Historischer Hintergrund

Der Quietismus ist kein voraussetzungsloses Phänomen, sondern die Spätfrucht einer langen Entwicklung der abendländischen Innerlichkeit. Schon die spanische Mystik des 16. Jahrhunderts – Teresa von Ávila und Johannes vom Kreuz – hatte zwischen erworbener und eingegossener Kontemplation unterschieden und die Seele in der höheren Vereinigung als zunehmend passiv beschrieben: Im „Gebet der Ruhe" der Inneren Burg ruhen Verstand und Wille, während Gott die Seele unmittelbar berührt. Teresa und Johannes hatten diese Passivität jedoch sorgfältig an Demut, sittliche Wachsamkeit und kirchliche Bindung rückgekoppelt. Im 17. Jahrhundert lockerte sich diese Rückbindung. In Spanien kursierten unter dem Namen der alumbrados („Erleuchteten") bereits seit dem frühen 16. Jahrhundert Bewegungen, die innere Eingebung über äußere Werke und Sakramente stellten und von der Inquisition verfolgt wurden; ihr Erbe wirkte unterirdisch fort.
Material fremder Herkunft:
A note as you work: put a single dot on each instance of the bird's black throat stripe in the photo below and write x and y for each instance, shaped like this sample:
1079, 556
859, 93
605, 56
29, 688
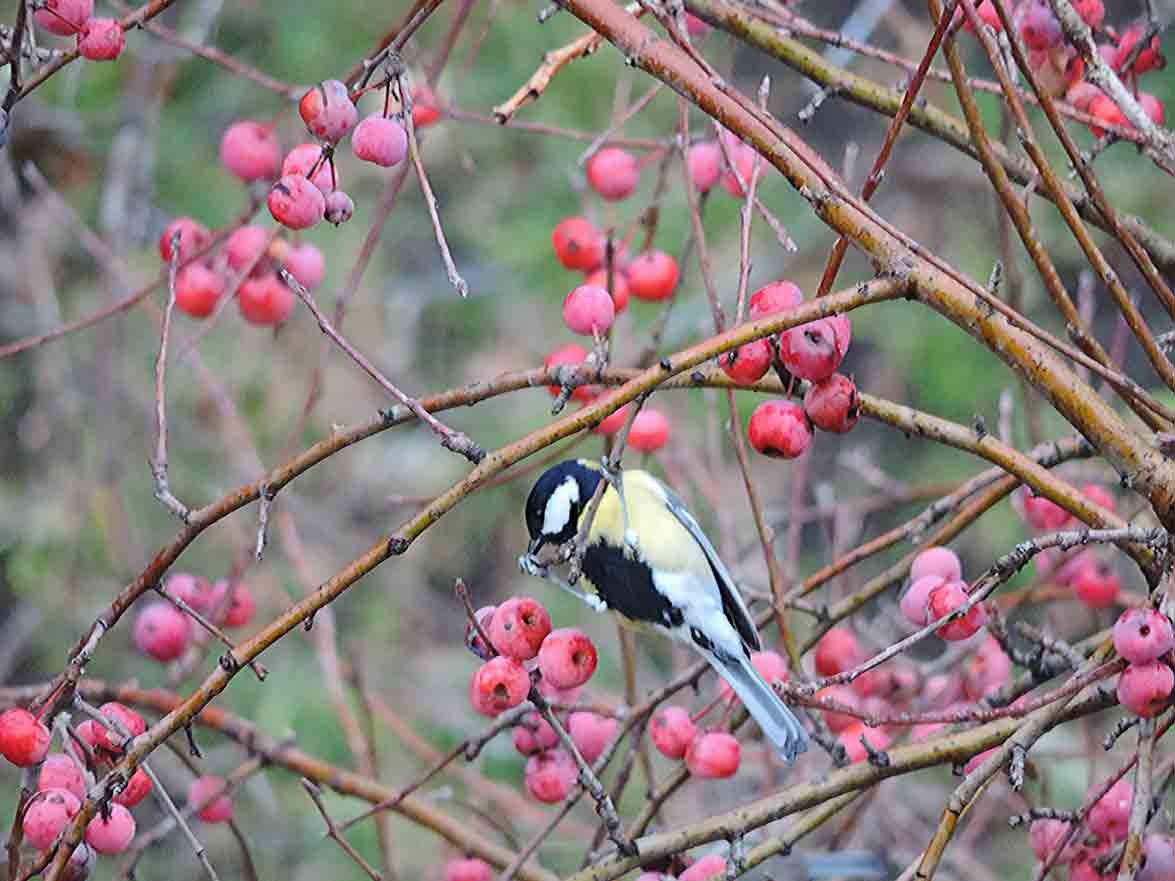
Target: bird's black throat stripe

Der unmittelbare Boden des Quietismus war die Reformkatholische Frömmigkeit des Grand Siècle, die nach der Tridentinischen Erneuerung ein lebhaftes Interesse an der „mystischen Theologie" (theologia mystica) entwickelte. Frankreich erlebte eine regelrechte „mystische Invasion": Der heilige Franz von Sales (1567–1622) lehrte in seiner Abhandlung über die Liebe Gottes (Traité de l'amour de Dieu, 1616) eine „heilige Gleichgültigkeit" (sainte indifférence) und ein Gebet der schlichten Hingabe; die Brautmystik des Hohenliedes und die Liebestheologie prägten die Spiritualität der Salesianerinnen und Karmelitinnen. Aus diesem Klima wuchs eine Spiritualität, die das ruhige Verweilen in Gottes Gegenwart über die methodische Betrachtung stellte. Genau an dieser Nahtstelle – wie weit darf die Passivität gehen, ohne in moralische Gleichgültigkeit und Antinomismus (Gesetzlosigkeit) umzuschlagen? – entzündete sich der Streit.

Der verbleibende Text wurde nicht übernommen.